Grover asked me to donate his medals to Lorrington, and your Headmaster has agreed to provide a suitable display on campus for them, as well as his commendation, to be a permanent fixture here. While his bravery as a soldier might seem quite extraordinary to many of you, it was his lifelong dedication to you boys that he regarded as his legacy. As I mentioned, you boys were a constant source of stories and anecdotes which Grover shared with me, you brought him continuous joy and wonder. And when any of the Old Boys would return to campus and sought out Grover for a visit, he was elated and would often report them to me with glee. If there is a heaven, then Grover has united with his late wife, Marie, the soldiers under his command whom he left on the battlefield, and, of course, the Lorrington Old Boys who will join him at some point.

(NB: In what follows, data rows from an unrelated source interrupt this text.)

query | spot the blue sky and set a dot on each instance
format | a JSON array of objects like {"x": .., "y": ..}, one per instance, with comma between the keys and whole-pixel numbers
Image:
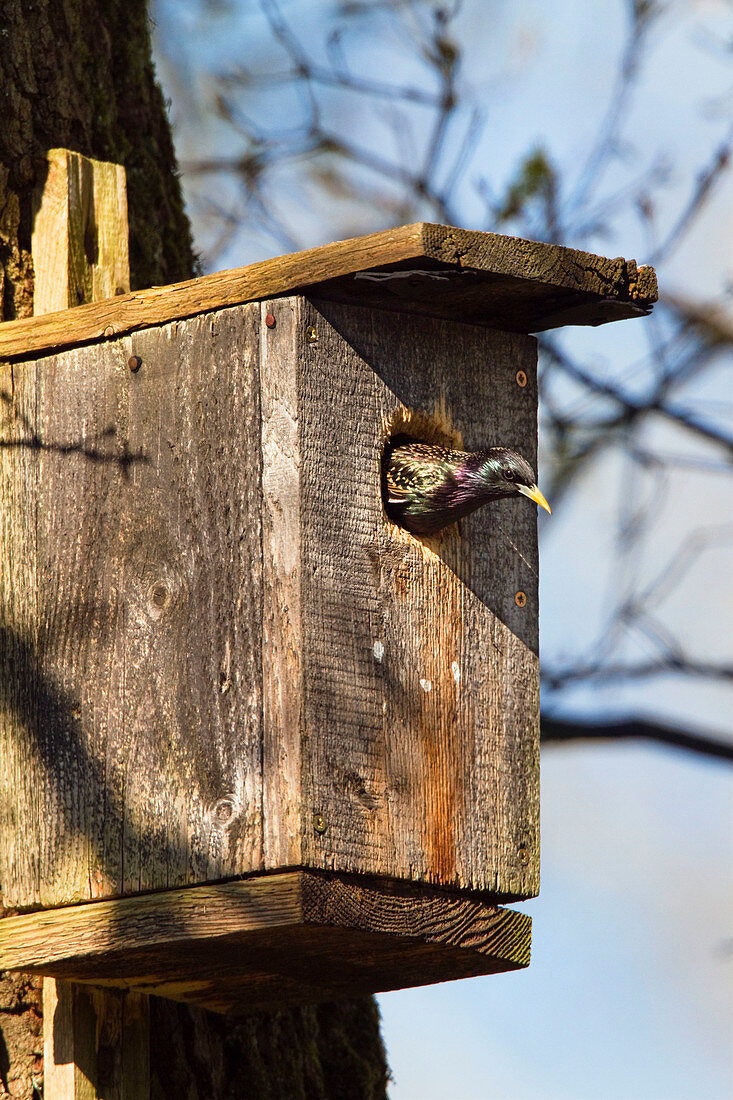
[{"x": 630, "y": 993}]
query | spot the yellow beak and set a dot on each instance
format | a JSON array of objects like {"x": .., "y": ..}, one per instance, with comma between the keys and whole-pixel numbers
[{"x": 535, "y": 495}]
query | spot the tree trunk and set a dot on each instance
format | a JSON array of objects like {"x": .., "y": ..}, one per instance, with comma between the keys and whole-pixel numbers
[{"x": 78, "y": 74}]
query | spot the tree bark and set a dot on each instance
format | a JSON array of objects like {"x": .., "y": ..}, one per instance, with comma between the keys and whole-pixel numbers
[{"x": 78, "y": 74}]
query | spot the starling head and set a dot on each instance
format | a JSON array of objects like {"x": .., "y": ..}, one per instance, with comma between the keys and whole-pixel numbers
[{"x": 427, "y": 487}]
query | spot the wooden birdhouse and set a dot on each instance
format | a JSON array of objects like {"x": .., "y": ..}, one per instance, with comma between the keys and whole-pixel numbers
[{"x": 260, "y": 744}]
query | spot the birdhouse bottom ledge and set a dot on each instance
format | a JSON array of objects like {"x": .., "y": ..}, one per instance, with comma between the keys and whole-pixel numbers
[{"x": 270, "y": 941}]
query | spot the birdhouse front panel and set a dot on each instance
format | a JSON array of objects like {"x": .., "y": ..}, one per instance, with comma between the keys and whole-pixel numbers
[
  {"x": 417, "y": 721},
  {"x": 226, "y": 657}
]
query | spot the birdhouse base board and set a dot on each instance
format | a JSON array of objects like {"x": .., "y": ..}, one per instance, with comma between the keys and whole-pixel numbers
[{"x": 271, "y": 941}]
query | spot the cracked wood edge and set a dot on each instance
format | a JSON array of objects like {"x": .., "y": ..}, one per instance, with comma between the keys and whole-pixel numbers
[
  {"x": 69, "y": 939},
  {"x": 547, "y": 265}
]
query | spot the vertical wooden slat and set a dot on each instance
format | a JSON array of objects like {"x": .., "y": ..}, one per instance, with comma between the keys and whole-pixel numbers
[
  {"x": 79, "y": 241},
  {"x": 193, "y": 597},
  {"x": 282, "y": 581},
  {"x": 21, "y": 800}
]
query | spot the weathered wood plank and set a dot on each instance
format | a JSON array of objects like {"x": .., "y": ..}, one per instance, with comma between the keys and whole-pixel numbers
[
  {"x": 267, "y": 939},
  {"x": 419, "y": 670},
  {"x": 132, "y": 741},
  {"x": 79, "y": 242},
  {"x": 414, "y": 267}
]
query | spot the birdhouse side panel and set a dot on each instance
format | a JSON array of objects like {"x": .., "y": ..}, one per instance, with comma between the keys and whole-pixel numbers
[
  {"x": 138, "y": 756},
  {"x": 419, "y": 659}
]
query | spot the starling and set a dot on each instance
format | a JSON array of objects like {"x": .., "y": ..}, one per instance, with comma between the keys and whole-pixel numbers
[{"x": 427, "y": 487}]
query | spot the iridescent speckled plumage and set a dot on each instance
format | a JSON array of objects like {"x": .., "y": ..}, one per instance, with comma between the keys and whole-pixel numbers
[{"x": 427, "y": 487}]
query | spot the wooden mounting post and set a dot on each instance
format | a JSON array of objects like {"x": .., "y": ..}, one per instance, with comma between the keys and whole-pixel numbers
[
  {"x": 79, "y": 242},
  {"x": 95, "y": 1042}
]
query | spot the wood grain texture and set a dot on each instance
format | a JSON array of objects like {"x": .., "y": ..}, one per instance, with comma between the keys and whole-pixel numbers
[
  {"x": 502, "y": 281},
  {"x": 271, "y": 939},
  {"x": 132, "y": 607},
  {"x": 79, "y": 241},
  {"x": 96, "y": 1043},
  {"x": 419, "y": 670}
]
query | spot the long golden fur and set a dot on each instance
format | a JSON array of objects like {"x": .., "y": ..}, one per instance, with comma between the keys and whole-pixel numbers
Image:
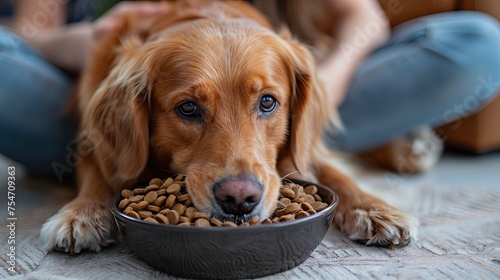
[{"x": 224, "y": 58}]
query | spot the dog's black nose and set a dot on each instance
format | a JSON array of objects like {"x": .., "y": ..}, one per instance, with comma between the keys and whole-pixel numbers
[{"x": 238, "y": 196}]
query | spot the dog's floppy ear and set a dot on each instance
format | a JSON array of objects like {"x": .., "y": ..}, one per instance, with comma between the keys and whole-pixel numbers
[
  {"x": 115, "y": 122},
  {"x": 310, "y": 111}
]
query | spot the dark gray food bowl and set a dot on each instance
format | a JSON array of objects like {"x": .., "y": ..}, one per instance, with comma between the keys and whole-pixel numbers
[{"x": 225, "y": 252}]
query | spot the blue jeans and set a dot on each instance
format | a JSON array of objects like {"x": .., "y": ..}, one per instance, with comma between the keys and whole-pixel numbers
[{"x": 433, "y": 70}]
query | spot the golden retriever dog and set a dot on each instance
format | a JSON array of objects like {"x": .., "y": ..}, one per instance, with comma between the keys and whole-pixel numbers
[{"x": 213, "y": 92}]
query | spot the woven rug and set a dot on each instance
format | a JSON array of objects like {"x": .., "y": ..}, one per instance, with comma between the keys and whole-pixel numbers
[{"x": 459, "y": 238}]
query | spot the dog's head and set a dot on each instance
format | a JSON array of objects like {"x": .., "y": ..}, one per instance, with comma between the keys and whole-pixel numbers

My cousin was modest to a fault. He once shared with me his sorrow that his was not a distinguished life, and he felt that his memory would be short and faint. I assured him that he was mistaken. I trust that you boys will make certain that my reassurances showed clear and correct foresight.
Mr Lassiter had never mentioned his war experience to any of the boys or the other Masters, and the only uniform we ever saw him wear was his old, ratty Army side cap in the Memorial Day parade, so we never saw his Medal of Honor ribbon, light blue with five white stars. While I regret that I didn’t know about his wartime courage while I knew the living man, it is a testament to Old Joe that his humility was the greatest lesson I learned from him. Nothing in Caesar’s Gallic Wars or Cicero’s musings could give that lesson to me so profoundly. Micah would indeed be proud.

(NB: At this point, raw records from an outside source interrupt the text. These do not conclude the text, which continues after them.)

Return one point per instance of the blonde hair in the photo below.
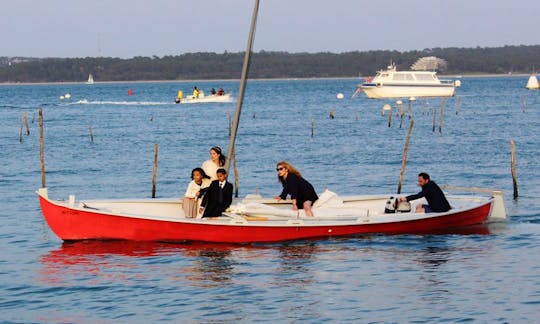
(289, 167)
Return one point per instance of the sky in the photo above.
(129, 28)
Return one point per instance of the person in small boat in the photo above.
(302, 193)
(194, 192)
(218, 197)
(437, 202)
(216, 161)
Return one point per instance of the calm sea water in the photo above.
(482, 274)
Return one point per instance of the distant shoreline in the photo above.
(482, 75)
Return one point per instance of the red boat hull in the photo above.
(76, 224)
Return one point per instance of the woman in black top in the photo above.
(301, 191)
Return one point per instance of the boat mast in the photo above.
(240, 99)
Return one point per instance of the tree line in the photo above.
(265, 64)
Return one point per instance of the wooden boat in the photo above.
(202, 98)
(254, 219)
(391, 83)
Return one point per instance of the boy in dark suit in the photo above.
(218, 197)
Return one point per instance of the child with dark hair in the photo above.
(195, 190)
(218, 197)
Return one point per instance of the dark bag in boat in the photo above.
(391, 205)
(403, 207)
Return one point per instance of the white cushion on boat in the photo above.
(328, 199)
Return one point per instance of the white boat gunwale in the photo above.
(91, 206)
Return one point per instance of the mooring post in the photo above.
(236, 177)
(25, 118)
(20, 132)
(404, 160)
(513, 166)
(229, 123)
(91, 134)
(443, 102)
(41, 149)
(458, 104)
(154, 172)
(434, 117)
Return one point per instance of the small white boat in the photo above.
(90, 79)
(391, 83)
(532, 83)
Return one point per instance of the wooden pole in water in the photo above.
(20, 132)
(41, 149)
(236, 178)
(443, 102)
(401, 113)
(91, 134)
(25, 118)
(405, 152)
(229, 121)
(154, 172)
(513, 166)
(434, 117)
(458, 104)
(245, 70)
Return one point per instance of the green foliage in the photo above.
(264, 64)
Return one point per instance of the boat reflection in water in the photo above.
(202, 264)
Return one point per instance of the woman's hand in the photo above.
(295, 208)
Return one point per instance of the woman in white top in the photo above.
(217, 160)
(191, 201)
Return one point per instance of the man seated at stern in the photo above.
(437, 202)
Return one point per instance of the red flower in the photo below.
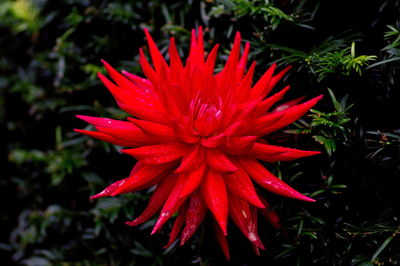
(197, 137)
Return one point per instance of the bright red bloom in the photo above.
(197, 137)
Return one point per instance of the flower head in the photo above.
(198, 138)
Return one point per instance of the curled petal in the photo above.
(107, 138)
(194, 216)
(193, 180)
(192, 160)
(176, 228)
(290, 115)
(158, 198)
(214, 194)
(272, 153)
(219, 161)
(241, 214)
(223, 243)
(269, 214)
(173, 203)
(239, 184)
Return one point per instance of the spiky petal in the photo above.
(198, 138)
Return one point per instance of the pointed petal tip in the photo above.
(307, 199)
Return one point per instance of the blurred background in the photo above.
(50, 54)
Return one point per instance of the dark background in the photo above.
(50, 53)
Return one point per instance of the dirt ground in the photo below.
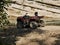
(48, 35)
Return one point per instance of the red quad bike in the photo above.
(30, 21)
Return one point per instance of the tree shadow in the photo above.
(57, 42)
(8, 36)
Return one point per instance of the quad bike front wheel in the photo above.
(19, 25)
(42, 23)
(33, 24)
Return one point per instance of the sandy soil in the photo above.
(49, 35)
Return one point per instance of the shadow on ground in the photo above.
(8, 36)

At the fiftieth reunion of my Lorrington class, the dozen or so of us attending (out of a class of 101) decided unanimously to walk to the only florist in Agawam, and we bought out their near-fresh inventory and marched to the town cemetery where our hero is buried, next to his dear Marie. The town cemetery, barely a quarter acre during our student days, had now grown to twelve acres of plots, and yet we had absolutely no problem finding the grave of Mr Lassiter, even though we hadn’t been there for half a century. He was right where we’d left him.
We showered his gravesite with our blossoms, and now, nearly the same age as Old Joe, we wept again for our loss. “Te adhuc amamus, Suh,” I choked out. We still love you.